10/13/2012

Property system and what Marx missed

The lifeblood of capitalism is capital.

Today, to a great extent, the difference between advanced nations and the rest of the world is that between countries where formal property is widespread and countries where classes are divided into those who can fix property rights and produce capital and those who cannot.

Marx didn't grasp that formal property was not simply an instrument for appropriation but also the means to motivate people to create real additional usable value. He didn't see that it is the mechanisms contained in the property system itself that give assets the labor invested in them the form required to create capital. Nor was he able to foresee to what degree legal property systems would become crucial vehicles for the enhancement of exchange value.

Marx lived in a time when it was probably too soon to see how formal property could, through representation, make those same resources serve additional functions and produce surplus value. (Though he saw that capital is more a transcendent concept than a physical good) Thus he could not see how it would be in everyone's interest to increase the range of the beneficiaries of property. Property titles were only the visible tip of a growing formal property iceberg. The rest of the iceberg is now an enormous man-made facility for drawing out the economic potential of assets. Potential capital is no longer the privilege of the few. The world is not filled with true proletarians but with extralegal entrepreneurs.

But property systems can also be used for theft. But it is not the reason to ban, just like we would ban automobiles or computers just because some people may use them to commit crimes.

Formal property is more than just ownership. It has to be viewed as an indispensable process that provides people with the tools to focus their thinking on those aspects of their resources from which they can extract capital.

Formal property is more than a system for titling, recording, and mapping assets---it is an instrument of thought, representing assets in such a way that people's minds can work on them to generate surplus value.

The reason why formal property must be universally accessible: to bring everyone into one social contract where they can cooperate to raise society's productivity. 

A good property system puts assets into a form that lets us distinguish their similarities, differences, and connecting points with other assets. It collects dispersed information and makes capitals fungible.

The value of things can be increased by reducing the costs of knowing them and transacting with them. (Ronald Coase)

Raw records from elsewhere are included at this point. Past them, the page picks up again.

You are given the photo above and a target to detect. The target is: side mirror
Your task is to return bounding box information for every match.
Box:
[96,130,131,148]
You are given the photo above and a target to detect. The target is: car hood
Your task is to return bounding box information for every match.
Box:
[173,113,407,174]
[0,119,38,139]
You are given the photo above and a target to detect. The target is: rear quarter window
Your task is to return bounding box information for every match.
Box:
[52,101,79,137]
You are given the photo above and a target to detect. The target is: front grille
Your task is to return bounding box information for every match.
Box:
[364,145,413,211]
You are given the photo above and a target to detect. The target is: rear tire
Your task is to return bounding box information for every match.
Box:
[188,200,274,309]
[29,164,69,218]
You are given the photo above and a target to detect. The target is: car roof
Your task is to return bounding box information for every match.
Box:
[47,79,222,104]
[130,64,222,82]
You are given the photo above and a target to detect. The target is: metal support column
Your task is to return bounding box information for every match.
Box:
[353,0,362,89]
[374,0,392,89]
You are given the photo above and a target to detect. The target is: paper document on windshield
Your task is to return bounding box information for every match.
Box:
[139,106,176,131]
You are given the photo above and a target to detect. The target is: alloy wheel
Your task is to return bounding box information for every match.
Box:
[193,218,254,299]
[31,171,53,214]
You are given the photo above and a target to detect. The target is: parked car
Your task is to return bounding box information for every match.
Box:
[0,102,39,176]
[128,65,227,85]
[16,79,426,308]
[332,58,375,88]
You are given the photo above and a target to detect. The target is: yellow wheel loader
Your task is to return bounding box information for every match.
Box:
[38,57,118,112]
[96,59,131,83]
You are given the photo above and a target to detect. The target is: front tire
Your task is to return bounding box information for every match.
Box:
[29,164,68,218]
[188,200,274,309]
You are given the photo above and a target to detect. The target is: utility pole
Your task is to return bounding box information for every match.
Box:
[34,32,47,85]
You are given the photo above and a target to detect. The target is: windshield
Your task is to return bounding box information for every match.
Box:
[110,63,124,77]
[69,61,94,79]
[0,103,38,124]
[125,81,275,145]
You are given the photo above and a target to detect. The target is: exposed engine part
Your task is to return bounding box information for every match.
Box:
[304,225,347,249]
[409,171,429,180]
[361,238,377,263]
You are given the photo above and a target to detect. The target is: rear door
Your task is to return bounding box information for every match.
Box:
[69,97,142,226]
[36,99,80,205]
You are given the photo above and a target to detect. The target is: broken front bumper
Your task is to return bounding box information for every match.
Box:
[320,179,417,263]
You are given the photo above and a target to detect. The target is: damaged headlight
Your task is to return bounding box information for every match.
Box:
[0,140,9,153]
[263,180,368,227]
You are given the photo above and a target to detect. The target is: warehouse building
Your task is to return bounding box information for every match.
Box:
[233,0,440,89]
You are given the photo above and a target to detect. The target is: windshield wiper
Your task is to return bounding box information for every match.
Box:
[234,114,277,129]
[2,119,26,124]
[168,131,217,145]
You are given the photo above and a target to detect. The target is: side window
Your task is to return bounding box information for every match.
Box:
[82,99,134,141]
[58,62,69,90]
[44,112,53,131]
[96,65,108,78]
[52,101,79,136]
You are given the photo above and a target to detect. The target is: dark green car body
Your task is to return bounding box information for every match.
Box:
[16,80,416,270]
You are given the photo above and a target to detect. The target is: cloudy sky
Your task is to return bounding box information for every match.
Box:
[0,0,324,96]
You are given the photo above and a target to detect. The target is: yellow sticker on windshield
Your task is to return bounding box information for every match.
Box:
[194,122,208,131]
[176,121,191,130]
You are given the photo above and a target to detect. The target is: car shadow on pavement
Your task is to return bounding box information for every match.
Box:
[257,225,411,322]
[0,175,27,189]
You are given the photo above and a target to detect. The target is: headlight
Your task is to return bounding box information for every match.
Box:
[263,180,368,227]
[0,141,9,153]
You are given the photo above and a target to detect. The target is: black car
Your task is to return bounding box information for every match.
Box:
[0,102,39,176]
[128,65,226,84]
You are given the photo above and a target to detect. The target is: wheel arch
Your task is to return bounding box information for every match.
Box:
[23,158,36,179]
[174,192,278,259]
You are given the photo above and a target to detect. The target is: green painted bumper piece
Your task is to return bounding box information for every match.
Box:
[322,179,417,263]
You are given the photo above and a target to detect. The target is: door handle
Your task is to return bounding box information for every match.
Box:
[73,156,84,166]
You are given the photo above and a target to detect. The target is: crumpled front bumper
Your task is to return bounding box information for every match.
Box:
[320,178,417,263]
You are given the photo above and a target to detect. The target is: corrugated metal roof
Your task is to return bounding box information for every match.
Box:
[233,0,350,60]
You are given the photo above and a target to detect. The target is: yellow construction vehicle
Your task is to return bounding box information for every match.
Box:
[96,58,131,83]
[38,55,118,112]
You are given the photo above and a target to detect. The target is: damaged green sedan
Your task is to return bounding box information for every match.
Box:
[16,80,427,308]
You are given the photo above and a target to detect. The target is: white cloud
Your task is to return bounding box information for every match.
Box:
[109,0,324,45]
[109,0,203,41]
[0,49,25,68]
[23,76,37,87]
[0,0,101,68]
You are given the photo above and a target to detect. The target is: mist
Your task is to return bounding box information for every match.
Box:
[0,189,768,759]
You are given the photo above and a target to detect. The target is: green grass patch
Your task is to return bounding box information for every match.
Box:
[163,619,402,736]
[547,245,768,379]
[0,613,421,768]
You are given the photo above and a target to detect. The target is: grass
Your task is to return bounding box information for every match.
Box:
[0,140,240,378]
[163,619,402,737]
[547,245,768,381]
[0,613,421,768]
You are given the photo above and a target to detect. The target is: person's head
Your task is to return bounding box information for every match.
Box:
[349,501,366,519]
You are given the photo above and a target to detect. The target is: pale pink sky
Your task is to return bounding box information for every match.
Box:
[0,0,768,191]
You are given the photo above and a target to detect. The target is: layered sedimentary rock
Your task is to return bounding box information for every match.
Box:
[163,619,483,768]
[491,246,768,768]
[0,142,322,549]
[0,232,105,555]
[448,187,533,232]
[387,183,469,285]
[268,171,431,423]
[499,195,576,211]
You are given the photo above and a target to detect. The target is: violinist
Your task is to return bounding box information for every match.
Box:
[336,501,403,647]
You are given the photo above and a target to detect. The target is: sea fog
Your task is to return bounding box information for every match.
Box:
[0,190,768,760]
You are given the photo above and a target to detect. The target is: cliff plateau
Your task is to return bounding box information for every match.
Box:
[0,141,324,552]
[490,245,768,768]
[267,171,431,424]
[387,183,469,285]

In Plato's famous analogy, we are likened to prisoners chained in a cave with our backs to the entrance so that all we can know of the world are the shadows cast on the wall in front of us. This means that many things that guide our destiny are not self-evident. (Hayek) That is why civilization has worked hard to fashion representational systems to access and grasp the part of our reality that is virtual and to represent it in terms we can understand. (Margaret Boden)

Representational systems such as math and integrated property help us manipulate and order the complexities of the world in a manner that we can all understand and that allows us to communicate regarding issues that we could not otherwise handle. prosthetic extensions of the mind.